LAUSR

Early studies of the flow in rod bundles with spacer grids suggest that the pressure drop can be decomposed in contributions due to flow area variations by spacer grids and frictional losses along the rods. For these shape and frictional losses simple correlations based on theoretical and experimental data have been proposed. In the OECD benchmark study LACANES it was observed that correlations could well describe the flow behavior of the heavy liquid metal loop including a rod bundle with the exception of the core region, where different experts chose different pressure-loss correlations for the losses due to spacer grids. Here, RANS–CFD simulations provided very good data compared to the experimental data. It was observed that the most commonly applied Rehme correlation underestimated the shape losses. The available correlations relate the pressure drop across a grid spacer to the relative plugging of the spacer i.e. solidity emax. More sophisticated correlations distinct between spacer grids with round or sharp leading edge shape.
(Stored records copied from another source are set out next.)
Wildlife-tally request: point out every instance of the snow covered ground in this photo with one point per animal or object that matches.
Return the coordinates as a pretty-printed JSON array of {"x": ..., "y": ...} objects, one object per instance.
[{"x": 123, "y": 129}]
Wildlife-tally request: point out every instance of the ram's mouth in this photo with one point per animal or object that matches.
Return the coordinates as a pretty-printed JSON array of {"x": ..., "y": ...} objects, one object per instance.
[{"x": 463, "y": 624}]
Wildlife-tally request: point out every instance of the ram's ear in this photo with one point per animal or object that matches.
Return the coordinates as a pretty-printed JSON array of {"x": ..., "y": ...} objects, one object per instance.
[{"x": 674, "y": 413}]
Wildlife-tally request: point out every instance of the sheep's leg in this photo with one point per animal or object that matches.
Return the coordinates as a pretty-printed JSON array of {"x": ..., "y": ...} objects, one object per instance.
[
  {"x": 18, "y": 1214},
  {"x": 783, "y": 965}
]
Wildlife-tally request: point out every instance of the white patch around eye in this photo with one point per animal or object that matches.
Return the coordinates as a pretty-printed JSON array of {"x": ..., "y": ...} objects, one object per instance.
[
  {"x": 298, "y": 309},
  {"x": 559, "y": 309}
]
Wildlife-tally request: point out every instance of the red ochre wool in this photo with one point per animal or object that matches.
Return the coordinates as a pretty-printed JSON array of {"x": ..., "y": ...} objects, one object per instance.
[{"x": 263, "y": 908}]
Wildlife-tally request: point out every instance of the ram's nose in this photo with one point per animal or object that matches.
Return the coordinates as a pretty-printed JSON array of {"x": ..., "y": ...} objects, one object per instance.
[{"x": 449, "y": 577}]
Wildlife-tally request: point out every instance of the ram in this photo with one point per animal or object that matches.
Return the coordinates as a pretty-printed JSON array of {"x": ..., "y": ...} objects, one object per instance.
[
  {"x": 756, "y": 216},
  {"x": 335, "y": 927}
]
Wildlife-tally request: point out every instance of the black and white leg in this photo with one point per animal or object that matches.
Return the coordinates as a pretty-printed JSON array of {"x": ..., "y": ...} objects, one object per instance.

The purpose of this study is to (i) show that CFD is suitable to predict pressure drop across spacer grids and (ii) to access the generality of pressure drop correlations. By verification and validation of CFD results against experimental data obtained in KALLA we show (i). The generality (ii) is challenged by considering three cases which yield identical pressure drop in the correlations. First we test the effect of surface roughness, a parameter not present in the correlations. Here we compare a simulation assuming a typical surface roughness representing the experimental situation to a perfectly smooth spacer surface. Second we reverse the flow direction for the spacer grid employed in the experiments which is asymmetric. The flow direction reversal is chosen for convenience, since an asymmetric spacer grid with given blockage ratio, may result in different flow situations depending on flow direction. Obviously blockage develops differently along flow direction due to the asymmetry, so that the same numerical mesh can be used for two distinct simulations. The study shows that prediction of pressure drop across spacer grids by RANS–CFD using well resolved meshes in the spacer grid region yields more accurate results than any available correlation.